The IRS cannot reject an offer in compromise from a low-income taxpayer, or any taxpayer regardless of income level, solely on the basis of the amount offered by such taxpayer. A low-income taxpayer is a taxpayer who falls below a set dollar criteria.
IRS Form 656, Offer in Compromise, sets forth requirements applicable to the taxpayer and the IRS. The offer in compromise requires the taxpayer to keep current on the taxpayer’s payment and filing requirements for five years from the date of acceptance of the offer in compromise. The taxpayer also must return any refund received for all tax years up to and including the year the offer is accepted. The IRS will abate the tax liability after the offer in compromise amount plus any interest due on the offer has been paid in full and the tax return for the year of the offer acceptance has been filed. The IRS waits for the return to be filed before it reduces the tax liability to zero so it can offset any refund arising from the tax return due for the year of acceptance of the offer.

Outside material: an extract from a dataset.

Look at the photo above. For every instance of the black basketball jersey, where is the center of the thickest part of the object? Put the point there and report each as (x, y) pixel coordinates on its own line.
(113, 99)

Before 1998, two grounds existed for accepting offers in compromise: (1) doubt as to liability; and (2) doubt as to collectability. The 1998 IRS Reform Act added a possible third basis for acceptance of an offer in compromise — the “promotion of effective tax administration.”
The acceptance or rejection of an offer in compromise is solely within the discretion of the IRS. However, if the IRS does not reject an offer within 24 months after the date of submission, it is deemed to have been accepted. Section 7122 prescribes the sole method for compromising a tax liability and strict statutory compliance is required.